Plan for future growth using Capacity Runway and What-if Scenarios
Capacity Runway
Capacity Runway focuses on consumption from three resource buckets, which include
- Storage capacity
- CPU
- Memory
The capacity runway shows the number of days remaining before a resource is consumed. The multi-cluster view is shown as a table and individual cluster is shown as a graph. It uses machine learning algorithms to forecast capacity.
Historical data used to calculate consumption for the capacity metric
- 90 days of historical data from each PE instance used initially
- Additional data is then collected as part of calculations
- PC retains capacity data points longer than PE
Machine learning used historical data to determine the remaining number of days until capacity is consumed. It
- Looks at resources already consumed
- Looks at rate of resource consumption
Example: Storage calculations look at live usage, system usage, reserved capacity, snapshot capacity and differing rates of consumption between storage containers
Optimize VM Resources
Click Optimize Resources to get recommendations for the cluster. It provides the list of candidates presents the total amount of CPU and memory configured versus the peak amounts of CPU and memory used for each VM.

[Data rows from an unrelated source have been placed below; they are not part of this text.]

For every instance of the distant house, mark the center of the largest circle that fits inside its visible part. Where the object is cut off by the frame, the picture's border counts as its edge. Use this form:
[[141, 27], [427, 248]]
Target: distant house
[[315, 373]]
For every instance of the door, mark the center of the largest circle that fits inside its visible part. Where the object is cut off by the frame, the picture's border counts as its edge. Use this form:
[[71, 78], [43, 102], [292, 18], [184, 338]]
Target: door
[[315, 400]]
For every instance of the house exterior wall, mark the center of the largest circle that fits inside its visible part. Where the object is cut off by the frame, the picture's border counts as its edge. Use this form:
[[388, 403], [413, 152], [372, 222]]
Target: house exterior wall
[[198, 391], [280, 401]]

- Over-provisioned: VMs identified as using minimal amounts of assigned resources.
- Inactive: VMs that have been powered off for a period of time or that are running VMs that do not consume any CPU, memory, or I/O resources.
- Constrained: VMs that could see improved performance with additional resources.

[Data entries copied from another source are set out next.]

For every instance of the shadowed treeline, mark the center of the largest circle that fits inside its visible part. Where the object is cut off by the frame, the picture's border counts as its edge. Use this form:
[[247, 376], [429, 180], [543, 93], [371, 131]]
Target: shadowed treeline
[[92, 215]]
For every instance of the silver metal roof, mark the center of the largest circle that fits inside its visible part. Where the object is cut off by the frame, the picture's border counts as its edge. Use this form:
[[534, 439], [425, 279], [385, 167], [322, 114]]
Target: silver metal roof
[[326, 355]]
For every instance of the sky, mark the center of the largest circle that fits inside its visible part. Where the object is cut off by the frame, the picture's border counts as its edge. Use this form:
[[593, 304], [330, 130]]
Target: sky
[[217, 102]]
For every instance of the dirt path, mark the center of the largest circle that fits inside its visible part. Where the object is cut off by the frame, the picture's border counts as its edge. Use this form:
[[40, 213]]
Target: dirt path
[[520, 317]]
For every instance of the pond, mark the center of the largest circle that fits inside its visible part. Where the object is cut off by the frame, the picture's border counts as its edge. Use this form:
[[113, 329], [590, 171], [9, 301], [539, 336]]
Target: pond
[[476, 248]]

- Bully: VMs identified as using an abundance of resources and affecting other VMs
Optimize Node Resources
When an organization can’t reclaim enough resources, it may need to scale the overall environment. When Right-Sizing is insufficient, adding more resources may be required, The capacity planning function is capable of making node-based recommendations using machine learning to account for consumption rates and growth and meet the target runway period.
For example, if the runway period is set to 180 days, Prism Pro calculates the number, type, and configuration of nodes recommended for scaling to provide the 180 days of capacity requested.
Just-In-Time Forecasting
Machine learning predicts capacity expansion to meet future workload growth. Plan for expansion based on existing and new workload demands. Define workloads with several options, including:
- Pre-defined workload types
- Appropriate VM types and numbers from a VM configuration and behavior catalog
- Existing running workloads
What If Scenarios
What-if scenarios allow an administrator to assess future resource requirement.
- Input the workloads that will be added to the cluster(s)
- Specify the target runway duration
- See what resources are required
Typical Scenarios
- How many new VMs can my current cluster support?
- I need a new database server in a month, can my cluster handle the increased load?
- If I create a new cluster for a given set of workloads, what kind of cluster do I need?
Creating a Scenario
Options:
- Cluster: Specify whether the workloads should be on a new or existing cluster
- Target: The sceanrio runway term, from 1 to 12 months
- Vendor Type: Hardware type, including Nutanix, Dell, Lenovo, Cisco, and IBM.
Reserving Capacity:
- Selecting “Capacity Configuration” allows for resources to be reserved for overcommitment, replication factor, etc.
Adding Workloads
Available workloads are modeled using machine learning and data curated from the Nutanix Sizer tool.
Example Scenario
Current Capacity Configuration
After adding the following VM Profile workload:
And the recommended analysis
Saving Scenarios
Both Scenarios and VM Profiles can be saved. This is useful for modeling scenarios and workloads against other existing clusters or different hardware.